I'm proposing as well an amendment that would require critical manufacturing reinvestment. I've worked with the manufacturing industry to create a public-private partnership to incentivize the development of additional manufacturing capacity. The root of the drug shortage problem is that these products are old and generic and difficult to make, so that we need more capacity, we need more plants making more of these drugs, and over the long term this kind of partnership will strengthen the markets and strengthen our capacity. It says that the Secretary of Health and Human Services has authority to implement an analysis of the root causes of the drug shortage and to proactively seek these kinds of partnerships with manufacturers to produce more of the drugs that may be in shortage right now, but to predict, to forecast, what will be in short supply in the future.

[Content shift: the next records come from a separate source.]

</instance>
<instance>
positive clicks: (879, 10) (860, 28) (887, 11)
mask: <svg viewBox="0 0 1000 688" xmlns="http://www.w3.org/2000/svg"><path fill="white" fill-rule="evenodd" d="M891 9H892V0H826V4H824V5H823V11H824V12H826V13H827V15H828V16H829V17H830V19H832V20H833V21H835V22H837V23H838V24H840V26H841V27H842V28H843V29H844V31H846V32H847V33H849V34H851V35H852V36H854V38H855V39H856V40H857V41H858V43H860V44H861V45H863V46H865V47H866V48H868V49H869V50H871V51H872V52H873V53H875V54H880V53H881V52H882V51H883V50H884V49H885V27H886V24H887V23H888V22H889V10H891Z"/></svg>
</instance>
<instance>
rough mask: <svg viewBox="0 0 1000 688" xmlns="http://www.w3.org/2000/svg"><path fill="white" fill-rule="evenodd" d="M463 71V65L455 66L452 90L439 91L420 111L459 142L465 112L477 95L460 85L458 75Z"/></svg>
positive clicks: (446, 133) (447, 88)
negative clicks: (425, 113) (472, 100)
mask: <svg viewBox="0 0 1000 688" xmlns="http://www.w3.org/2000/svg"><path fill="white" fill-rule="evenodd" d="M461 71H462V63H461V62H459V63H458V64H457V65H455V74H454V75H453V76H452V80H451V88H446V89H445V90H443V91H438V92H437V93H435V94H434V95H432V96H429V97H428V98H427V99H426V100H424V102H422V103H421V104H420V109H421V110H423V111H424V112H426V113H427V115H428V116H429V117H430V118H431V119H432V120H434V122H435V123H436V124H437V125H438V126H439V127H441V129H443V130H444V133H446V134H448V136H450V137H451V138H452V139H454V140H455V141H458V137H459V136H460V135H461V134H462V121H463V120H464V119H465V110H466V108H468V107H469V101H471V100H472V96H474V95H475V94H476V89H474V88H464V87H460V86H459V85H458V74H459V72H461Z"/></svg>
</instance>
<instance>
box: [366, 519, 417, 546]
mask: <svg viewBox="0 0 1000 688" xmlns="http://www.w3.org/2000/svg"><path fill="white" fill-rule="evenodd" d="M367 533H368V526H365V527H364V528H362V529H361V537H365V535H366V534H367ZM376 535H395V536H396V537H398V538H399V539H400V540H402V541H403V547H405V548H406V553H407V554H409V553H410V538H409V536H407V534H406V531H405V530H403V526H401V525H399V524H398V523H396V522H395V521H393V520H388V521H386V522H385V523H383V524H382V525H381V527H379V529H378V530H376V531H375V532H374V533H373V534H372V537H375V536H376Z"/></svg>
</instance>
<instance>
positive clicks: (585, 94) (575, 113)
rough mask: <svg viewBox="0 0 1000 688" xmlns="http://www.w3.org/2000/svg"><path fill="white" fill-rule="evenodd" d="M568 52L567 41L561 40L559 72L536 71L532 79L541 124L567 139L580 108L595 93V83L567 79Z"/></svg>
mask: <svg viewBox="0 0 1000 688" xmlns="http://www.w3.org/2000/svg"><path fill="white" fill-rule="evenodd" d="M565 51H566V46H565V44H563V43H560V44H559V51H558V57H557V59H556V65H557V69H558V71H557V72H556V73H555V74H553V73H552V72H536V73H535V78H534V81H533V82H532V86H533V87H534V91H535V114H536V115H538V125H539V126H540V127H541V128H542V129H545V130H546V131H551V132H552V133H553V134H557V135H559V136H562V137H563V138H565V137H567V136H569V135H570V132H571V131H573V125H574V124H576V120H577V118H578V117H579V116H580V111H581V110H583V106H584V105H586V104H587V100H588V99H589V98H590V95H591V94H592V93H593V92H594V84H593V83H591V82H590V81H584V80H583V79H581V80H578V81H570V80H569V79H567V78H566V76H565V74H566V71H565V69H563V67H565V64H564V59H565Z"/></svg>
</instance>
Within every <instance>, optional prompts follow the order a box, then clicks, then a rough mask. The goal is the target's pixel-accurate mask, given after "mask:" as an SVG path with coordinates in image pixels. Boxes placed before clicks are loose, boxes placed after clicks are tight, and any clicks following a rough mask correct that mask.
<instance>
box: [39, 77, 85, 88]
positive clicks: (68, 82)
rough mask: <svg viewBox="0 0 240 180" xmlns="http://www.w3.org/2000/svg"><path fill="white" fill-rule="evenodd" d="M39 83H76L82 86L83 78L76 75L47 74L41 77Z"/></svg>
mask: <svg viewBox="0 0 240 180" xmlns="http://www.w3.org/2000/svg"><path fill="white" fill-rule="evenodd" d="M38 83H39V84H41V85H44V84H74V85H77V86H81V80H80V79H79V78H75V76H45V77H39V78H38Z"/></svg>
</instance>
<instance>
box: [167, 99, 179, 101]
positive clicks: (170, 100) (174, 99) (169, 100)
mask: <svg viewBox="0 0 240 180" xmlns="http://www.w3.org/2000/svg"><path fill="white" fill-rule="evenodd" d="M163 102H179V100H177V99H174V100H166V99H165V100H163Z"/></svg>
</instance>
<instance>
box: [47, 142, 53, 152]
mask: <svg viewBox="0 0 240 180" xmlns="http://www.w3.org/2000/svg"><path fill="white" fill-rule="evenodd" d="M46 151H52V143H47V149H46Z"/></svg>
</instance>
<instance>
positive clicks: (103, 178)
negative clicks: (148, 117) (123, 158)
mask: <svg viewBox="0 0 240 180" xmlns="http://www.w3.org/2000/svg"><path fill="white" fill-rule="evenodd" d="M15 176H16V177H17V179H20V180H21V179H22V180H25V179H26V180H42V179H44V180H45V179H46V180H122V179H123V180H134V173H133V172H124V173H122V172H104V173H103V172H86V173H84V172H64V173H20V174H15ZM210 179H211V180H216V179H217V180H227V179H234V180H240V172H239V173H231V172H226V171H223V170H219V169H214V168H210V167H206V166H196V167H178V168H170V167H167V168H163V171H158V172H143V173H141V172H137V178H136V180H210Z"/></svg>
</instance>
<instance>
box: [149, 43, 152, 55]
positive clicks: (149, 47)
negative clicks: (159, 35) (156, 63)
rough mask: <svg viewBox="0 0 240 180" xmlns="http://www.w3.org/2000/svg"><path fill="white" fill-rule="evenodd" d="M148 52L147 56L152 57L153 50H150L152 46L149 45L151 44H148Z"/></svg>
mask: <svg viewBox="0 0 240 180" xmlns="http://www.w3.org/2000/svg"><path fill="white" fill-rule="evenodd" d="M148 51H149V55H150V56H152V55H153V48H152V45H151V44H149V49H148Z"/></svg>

Market manipulation must be addressed more effectively. And I have proposed an amendment that will stop the gray market insofar as it is possible to do, to prohibit market manipulation of drugs that are in shortage, and prohibit the distribution of false information. It gives the FTC authority to assess penalties for these actions, and I thank my colleagues on the Commerce Committee, Chairman Rockefeller, and also thank Senator Schumer for his leadership because he’s shown a similar commitment to addressing these issues. Our doctors and our health care providers deserve some recourse from market manipulation. The gray market must be stopped and the FTC must immediately establish a reporting mechanism for price gougers and gray market profiteers.
These measures are a beginning. The notification provision now in the bill is a start. I thank, again, Chairman Harkin, Ranking Member Enzi for their leadership and the FDA for its cooperation. The work cannot stop with this bill. Drug shortages are unacceptable and inexcusable. And the people of America, if they are aware of it, will demand that we heighten the fight toward a Comprehensive solution.